Accueil --> Liste des légendes --> Chapitre 16.


Le Cercle Médiéval en police de caractère adaptée


Légendes carlovingiennes

La famille de Charlemagne
et ses descendants

CHAPITRE XVI

Les fils et les filles

Avant de raconter les curieuses aventures de la belle Emma, il faut dire un mot des enfants de Charlemagne.

I

LES FILS LEGITIMES ET PEPIN LE BOSSU

Nous ne ferons que nommer les trois fils légitimes de Charles qui avaient pour mère la reine Hildegarde. Leur vie et leurs actes sont du domaine de l'histoire. L'on sait que le grand roi partagea entre eux ses vastes États. A Charles, l'aîné, il donna la France, en y joignant la Thuringe, la Frise et la Saxe; à Pépin, l'Italie ainsi que la Bavière et les terres qui sont sur le cours du Danube ; enfin à Louis, l'Aquitaine, la Provence et la Bourgogne.

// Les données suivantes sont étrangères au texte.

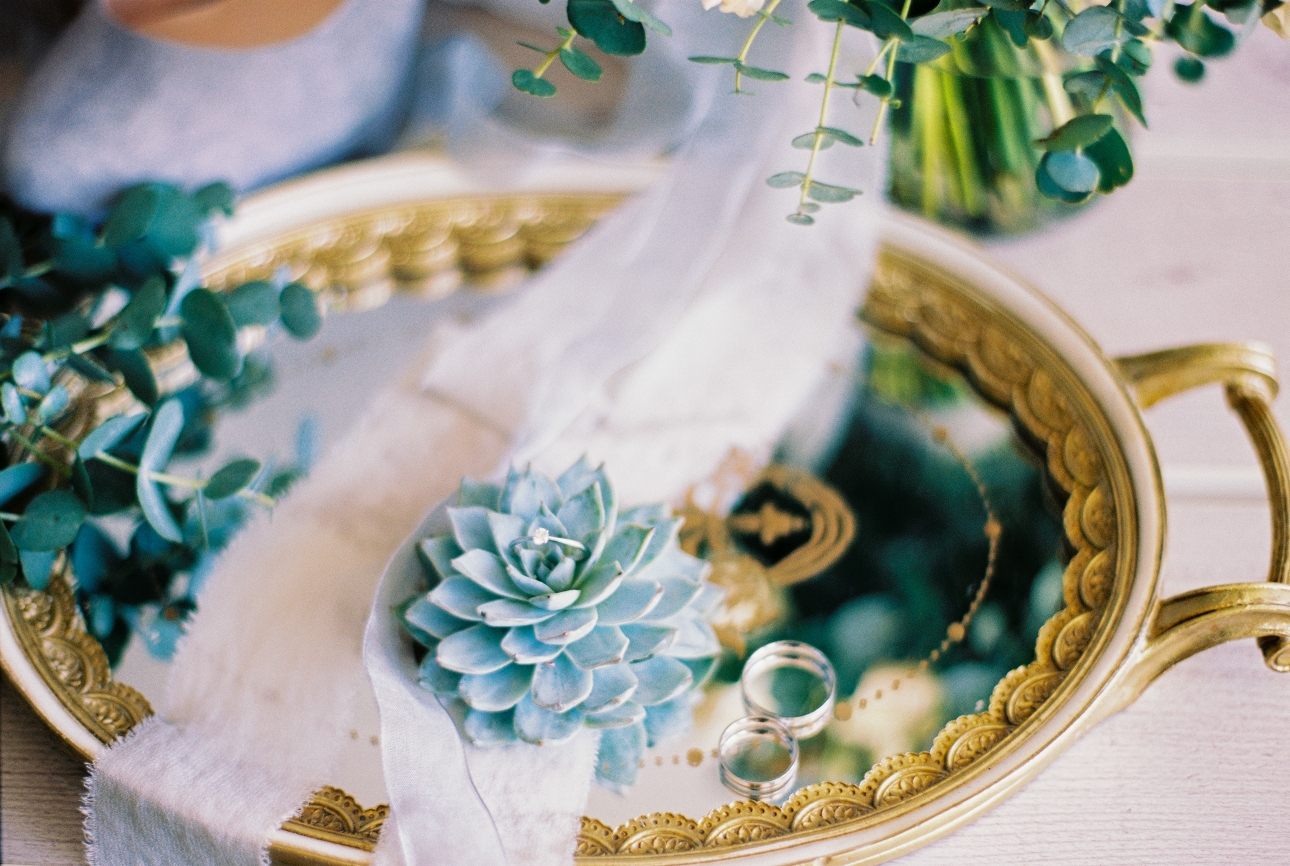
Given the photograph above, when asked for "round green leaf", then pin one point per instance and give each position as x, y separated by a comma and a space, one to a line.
1073, 172
301, 312
526, 81
210, 333
1051, 189
134, 324
231, 479
133, 365
50, 522
132, 216
8, 556
1190, 69
253, 303
1115, 161
18, 478
581, 65
601, 22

Mais la mort de deux de ces princes rétablit l'unité du royaume. Le roi d'Italie, Pépin, mourat à Milan, à l'âge de 34 ans, en 810. Peu après, Charles l'ainé, mourut aussi, le 5 décembre 811, et le roi d'Aquitaine, Louis, fut associé à l'empire, ainsi que nous l'avons vu, puis il succéda à son père : ce fut l'empereur Louis le Débonnaire.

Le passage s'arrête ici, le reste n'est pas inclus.